Regardless of who becomes the next President, the U.S. will remain strong due to the fact that our states naturally compete with each other for business leaders, so I remain optimistic regardless of political gyrations that are expected to unfold in the upcoming months. I should add that if it appears that Donald Trump might be re-elected after the summer conventions conclude, I may sell many of our remaining energy stocks due to his “drill baby drill” promise, since a U.S. glut could emerge in a Trump presidency.
Before concluding, I’ve got to comment that AI is running into two energy problems. First, the power grid is not currently strong enough to support the future cloud computing demand that AI requires. The second problem (which The Wall Street Journal discussed last week) is that the Internet is not fast enough for growing AI demands. AI needs to be able to save selected correlations or data pockets, and to optimize those correlations.

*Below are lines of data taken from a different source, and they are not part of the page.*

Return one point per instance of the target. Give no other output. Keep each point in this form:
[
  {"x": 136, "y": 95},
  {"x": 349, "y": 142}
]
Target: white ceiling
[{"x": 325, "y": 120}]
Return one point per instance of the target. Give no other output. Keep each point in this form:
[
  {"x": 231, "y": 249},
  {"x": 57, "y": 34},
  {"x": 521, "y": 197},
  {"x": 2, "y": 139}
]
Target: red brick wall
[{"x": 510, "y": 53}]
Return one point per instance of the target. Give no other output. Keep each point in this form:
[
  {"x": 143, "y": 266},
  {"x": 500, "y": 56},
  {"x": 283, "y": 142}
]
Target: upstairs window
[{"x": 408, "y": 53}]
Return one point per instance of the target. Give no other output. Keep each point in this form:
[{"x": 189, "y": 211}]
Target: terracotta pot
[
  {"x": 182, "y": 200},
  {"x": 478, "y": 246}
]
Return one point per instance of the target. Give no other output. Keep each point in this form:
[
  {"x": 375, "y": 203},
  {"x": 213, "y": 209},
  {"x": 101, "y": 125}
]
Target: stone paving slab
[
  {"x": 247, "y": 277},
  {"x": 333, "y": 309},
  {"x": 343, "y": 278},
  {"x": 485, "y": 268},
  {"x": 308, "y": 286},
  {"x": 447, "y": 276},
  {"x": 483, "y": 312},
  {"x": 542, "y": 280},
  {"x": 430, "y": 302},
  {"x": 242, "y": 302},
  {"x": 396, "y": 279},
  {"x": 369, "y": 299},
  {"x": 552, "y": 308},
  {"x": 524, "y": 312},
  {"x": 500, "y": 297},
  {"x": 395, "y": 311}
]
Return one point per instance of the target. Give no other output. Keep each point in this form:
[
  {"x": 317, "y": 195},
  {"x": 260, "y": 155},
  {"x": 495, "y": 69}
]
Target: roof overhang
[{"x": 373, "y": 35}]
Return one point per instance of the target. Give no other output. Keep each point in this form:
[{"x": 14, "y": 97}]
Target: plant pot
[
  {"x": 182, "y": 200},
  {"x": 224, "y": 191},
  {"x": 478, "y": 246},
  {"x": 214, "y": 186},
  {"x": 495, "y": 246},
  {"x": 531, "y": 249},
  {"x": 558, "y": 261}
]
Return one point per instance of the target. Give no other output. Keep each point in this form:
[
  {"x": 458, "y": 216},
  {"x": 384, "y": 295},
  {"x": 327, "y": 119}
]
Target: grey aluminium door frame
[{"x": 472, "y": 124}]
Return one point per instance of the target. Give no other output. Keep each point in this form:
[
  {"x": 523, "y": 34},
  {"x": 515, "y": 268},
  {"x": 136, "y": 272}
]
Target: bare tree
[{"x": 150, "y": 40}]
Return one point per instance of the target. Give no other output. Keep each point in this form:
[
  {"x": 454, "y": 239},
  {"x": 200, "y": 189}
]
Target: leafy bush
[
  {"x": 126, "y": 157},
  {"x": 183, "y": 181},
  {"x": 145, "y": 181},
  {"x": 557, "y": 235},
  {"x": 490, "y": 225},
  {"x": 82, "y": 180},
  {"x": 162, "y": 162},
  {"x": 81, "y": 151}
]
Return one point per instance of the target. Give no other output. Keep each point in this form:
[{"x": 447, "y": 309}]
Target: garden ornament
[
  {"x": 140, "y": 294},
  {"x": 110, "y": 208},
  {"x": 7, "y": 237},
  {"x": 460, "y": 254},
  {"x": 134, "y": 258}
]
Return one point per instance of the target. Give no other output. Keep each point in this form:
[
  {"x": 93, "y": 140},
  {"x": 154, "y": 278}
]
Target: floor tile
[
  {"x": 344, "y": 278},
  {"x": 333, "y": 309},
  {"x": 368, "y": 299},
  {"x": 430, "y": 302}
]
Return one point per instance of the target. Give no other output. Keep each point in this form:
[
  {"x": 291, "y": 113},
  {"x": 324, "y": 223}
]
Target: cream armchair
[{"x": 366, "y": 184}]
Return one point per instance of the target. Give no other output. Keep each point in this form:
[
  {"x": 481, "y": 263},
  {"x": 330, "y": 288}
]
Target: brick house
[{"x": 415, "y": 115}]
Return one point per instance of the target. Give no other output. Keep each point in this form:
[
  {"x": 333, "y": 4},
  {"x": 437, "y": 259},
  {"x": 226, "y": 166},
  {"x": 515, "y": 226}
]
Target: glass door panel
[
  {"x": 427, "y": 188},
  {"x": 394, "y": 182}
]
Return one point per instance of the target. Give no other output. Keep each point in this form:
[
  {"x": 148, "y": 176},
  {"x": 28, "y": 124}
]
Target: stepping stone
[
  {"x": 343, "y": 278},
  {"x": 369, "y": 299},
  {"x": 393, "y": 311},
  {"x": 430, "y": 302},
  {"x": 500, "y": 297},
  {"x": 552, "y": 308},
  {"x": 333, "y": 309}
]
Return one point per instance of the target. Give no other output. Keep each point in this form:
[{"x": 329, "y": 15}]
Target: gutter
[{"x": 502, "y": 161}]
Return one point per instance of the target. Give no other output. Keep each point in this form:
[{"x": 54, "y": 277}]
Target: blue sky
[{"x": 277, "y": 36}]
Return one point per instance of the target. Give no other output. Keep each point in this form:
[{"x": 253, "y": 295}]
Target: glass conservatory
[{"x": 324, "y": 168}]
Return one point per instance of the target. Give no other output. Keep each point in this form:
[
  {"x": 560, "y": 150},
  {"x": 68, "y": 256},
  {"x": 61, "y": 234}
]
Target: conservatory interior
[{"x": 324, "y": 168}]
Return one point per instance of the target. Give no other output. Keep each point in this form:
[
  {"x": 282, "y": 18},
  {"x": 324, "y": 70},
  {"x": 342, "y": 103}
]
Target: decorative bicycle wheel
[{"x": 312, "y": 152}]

That is essentially what we do with the fundamental analysis we do. The danger with big data is getting lost in the data. Power grid and Internet speed limitations may cause AI to get smarter.
In conclusion, in election years and a rising market, optimism can be addictive. If you turn on Bloomberg Television the most common topic is FOMO or “fear of missing out.” You already have seen what market leaders like Nvidia, Super Micro Computer, Eli Lilly and Novo-Nordisk have done this year, and I expect that many more of our fundamentally superior stocks will follow. Presidential election years can breed optimism, since American can sense that change is coming. A growing sense of (1) consumer and investor optimism, (2) two more quarters of easy year-over-year comparisons and (3) I believe coordinated central bank rate cuts are expected to make 2024 the best year for our fundamentally growth stocks since 1999!
Navellier & Associates owns Nvidia Corp (NVDA), Super Micro Computer, Inc. (SMCI), Novo-Nordisk A/S Sponsored ADR Class B (NVO), Eli Lilly and Company (LLY), and Li Auto, Inc. Sponsored ADR Class A (LI), in managed accounts. Some accounts own Tesla (TSLA), per client request in managed accounts. Louis Navellier and his family own Nvidia Corp (NVDA), Super Micro Computer, Inc. (SMCI), Novo-Nordisk A/S Sponsored ADR Class B (NVO), Li Auto, Inc. Sponsored ADR Class A (LI), and Eli Lilly and Company (LLY), via a Navellier managed account, and Nvidia Corp (NVDA) in a personal account. He does not own Tesla (TSLA) personally.
All content above represents the opinion of Louis Navellier of Navellier & Associates, Inc.